Maintaining Identity in Changing Times

The main focus of a business is to capitalize. They seek to capitalize on the skills of their employees, and the products and resources they sell and/or develop for consumers. Capitalizing on Capabilities by Dave Ulrich and Norm Smallwood touch on the many facets of a companies capabilities. Ulrich and Smallwood listed 11 capabilities of a good business i.e., Speed (making important changes quickly), strategic unity (sharing strategy through company), Shared Mind-Set (coherent brand identity), etc... showing the plethora of capabilities that are sought by business executives.

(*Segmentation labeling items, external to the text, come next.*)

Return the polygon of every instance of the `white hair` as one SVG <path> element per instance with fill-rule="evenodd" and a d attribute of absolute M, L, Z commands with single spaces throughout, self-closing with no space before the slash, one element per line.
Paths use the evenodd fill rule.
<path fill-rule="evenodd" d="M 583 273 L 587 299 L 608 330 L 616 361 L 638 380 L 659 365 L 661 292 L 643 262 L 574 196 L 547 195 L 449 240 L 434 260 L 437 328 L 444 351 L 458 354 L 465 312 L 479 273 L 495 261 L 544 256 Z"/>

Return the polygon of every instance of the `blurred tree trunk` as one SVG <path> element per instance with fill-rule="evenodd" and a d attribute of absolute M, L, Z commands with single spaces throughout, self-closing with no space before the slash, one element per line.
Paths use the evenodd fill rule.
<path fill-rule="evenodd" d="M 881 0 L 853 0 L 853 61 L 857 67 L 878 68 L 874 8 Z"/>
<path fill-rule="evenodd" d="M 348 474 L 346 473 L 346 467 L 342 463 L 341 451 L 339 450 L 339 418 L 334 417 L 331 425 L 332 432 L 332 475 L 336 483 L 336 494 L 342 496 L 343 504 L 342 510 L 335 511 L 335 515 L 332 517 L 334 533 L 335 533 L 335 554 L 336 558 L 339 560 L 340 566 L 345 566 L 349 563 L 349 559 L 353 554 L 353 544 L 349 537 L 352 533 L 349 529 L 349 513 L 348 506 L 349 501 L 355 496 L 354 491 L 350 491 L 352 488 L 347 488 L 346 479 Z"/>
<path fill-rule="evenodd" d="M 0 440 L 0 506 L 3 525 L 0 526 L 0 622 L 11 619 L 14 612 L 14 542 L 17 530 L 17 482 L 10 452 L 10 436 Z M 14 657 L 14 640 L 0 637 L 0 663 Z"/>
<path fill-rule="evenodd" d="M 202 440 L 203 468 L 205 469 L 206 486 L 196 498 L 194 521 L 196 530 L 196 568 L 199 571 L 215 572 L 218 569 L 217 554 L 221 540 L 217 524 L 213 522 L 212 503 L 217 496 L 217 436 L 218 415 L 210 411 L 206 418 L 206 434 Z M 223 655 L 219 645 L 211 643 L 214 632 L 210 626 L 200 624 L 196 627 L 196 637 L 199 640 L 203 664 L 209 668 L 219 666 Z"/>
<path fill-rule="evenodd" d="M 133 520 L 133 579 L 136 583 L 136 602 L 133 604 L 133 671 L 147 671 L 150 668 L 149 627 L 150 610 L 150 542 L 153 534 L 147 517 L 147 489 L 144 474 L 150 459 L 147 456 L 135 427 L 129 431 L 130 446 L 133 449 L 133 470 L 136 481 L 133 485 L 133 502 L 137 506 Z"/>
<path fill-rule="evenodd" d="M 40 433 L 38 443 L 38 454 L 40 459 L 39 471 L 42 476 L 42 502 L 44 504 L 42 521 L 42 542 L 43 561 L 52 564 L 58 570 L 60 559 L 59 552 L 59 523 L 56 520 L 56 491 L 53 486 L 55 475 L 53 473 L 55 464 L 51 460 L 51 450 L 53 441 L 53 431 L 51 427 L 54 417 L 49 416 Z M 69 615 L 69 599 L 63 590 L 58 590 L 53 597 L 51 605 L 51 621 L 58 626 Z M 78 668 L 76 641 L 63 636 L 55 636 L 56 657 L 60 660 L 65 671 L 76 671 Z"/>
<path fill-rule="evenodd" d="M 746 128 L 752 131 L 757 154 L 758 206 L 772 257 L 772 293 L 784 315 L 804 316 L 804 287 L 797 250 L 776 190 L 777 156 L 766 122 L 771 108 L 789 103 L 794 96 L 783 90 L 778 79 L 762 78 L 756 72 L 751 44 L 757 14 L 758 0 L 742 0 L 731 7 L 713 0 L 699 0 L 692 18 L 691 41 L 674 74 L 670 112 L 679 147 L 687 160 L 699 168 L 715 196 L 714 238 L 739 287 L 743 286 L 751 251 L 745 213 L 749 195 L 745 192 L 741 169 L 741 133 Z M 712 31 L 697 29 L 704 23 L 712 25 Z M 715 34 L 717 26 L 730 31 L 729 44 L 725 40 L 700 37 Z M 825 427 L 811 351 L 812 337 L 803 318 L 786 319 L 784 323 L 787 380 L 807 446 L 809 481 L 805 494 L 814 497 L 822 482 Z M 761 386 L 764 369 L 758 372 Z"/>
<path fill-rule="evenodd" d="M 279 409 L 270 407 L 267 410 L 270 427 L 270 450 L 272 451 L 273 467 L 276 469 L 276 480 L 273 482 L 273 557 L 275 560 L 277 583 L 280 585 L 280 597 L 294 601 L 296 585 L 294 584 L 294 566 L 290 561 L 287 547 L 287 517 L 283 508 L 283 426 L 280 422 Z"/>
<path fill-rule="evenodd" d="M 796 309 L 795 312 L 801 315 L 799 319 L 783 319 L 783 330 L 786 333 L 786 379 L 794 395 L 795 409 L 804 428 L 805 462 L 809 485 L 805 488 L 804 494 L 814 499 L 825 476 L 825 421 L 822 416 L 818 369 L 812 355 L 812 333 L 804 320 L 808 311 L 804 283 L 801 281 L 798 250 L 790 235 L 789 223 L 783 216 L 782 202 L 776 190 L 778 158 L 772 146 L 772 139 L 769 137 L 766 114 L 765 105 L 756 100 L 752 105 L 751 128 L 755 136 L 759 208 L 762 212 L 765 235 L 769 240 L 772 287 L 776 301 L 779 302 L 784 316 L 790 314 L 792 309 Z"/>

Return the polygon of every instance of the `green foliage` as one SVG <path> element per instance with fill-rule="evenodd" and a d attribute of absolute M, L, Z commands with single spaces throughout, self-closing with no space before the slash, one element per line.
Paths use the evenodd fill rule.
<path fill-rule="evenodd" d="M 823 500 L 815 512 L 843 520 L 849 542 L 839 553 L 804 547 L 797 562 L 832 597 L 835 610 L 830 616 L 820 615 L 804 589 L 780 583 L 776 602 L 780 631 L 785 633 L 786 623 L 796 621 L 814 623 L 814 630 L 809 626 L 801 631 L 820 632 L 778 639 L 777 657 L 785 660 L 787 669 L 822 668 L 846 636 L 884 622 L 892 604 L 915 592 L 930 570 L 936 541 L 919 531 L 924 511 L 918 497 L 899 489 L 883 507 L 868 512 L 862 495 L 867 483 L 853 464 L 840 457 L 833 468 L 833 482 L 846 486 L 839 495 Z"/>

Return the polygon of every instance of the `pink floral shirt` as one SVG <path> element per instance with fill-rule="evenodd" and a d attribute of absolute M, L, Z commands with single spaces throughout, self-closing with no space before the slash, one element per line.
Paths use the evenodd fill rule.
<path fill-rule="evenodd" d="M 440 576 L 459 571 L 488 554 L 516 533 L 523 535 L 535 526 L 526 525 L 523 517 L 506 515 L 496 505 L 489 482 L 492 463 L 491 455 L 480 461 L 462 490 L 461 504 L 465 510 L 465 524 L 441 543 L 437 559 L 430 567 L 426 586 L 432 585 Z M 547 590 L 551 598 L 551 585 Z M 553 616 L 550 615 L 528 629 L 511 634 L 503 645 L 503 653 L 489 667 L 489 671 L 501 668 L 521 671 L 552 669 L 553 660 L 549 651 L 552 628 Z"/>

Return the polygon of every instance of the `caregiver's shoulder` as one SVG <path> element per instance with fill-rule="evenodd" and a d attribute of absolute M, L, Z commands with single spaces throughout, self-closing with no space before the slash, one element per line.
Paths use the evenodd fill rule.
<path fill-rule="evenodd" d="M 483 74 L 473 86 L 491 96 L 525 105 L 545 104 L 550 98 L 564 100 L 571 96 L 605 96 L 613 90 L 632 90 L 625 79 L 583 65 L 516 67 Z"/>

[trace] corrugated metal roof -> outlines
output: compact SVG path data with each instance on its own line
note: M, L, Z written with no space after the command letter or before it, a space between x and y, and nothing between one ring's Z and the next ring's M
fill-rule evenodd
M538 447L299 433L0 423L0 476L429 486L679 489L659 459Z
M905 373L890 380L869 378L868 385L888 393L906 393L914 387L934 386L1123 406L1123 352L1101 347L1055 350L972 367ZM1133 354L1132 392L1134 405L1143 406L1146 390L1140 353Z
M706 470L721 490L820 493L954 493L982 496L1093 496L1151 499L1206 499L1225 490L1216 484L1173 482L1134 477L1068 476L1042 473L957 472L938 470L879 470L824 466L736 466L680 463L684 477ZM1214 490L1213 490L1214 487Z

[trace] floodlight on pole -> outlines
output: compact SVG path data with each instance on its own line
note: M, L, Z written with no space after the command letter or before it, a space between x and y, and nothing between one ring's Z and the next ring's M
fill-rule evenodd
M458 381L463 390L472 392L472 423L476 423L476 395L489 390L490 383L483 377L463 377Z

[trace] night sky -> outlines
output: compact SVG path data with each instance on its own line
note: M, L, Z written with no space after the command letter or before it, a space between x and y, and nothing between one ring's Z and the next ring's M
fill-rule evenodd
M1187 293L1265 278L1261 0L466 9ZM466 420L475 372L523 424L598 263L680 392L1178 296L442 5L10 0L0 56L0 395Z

We have touched on several companies that have been successful at capitalizing on their capabilities, like: Nike, Apple, Microsoft, GE etc..., but their successes must be attributed to more than chance. In Strategic Sourcing, Mark Gottfrendson, Rudy Puryear, and Steven Phillips touch on a key aspect of capitalizing in changing times. There is no secret that companies have turned to foreign markets to outsource production and/or services. This is a decision based on recent financial trends, where a company sees foreign opportunity to save and does so. Gottfredredson, et al., state
"It's no longer a company's ownership of capabilities that matters but rather its ability to control and make the most of critical capabilities"

Ulrich and Smallwood emphasized the fact that a companies capabilities must be shared amongst members of the company. How then do companies maintain this "lockstep" goal when peaces of the company are somewhat disconnected? Some companies have done it well like Disney Co., who have been outsourcing many technological processes for the past few years while remaining very tied to their traditions and ideals.

However, Disney is only one example and one where IT may not have a profound impact on the visions, values and identity of corporation. Are there companies that have grown weaker in capitalizing on capabilities because of outsourcing?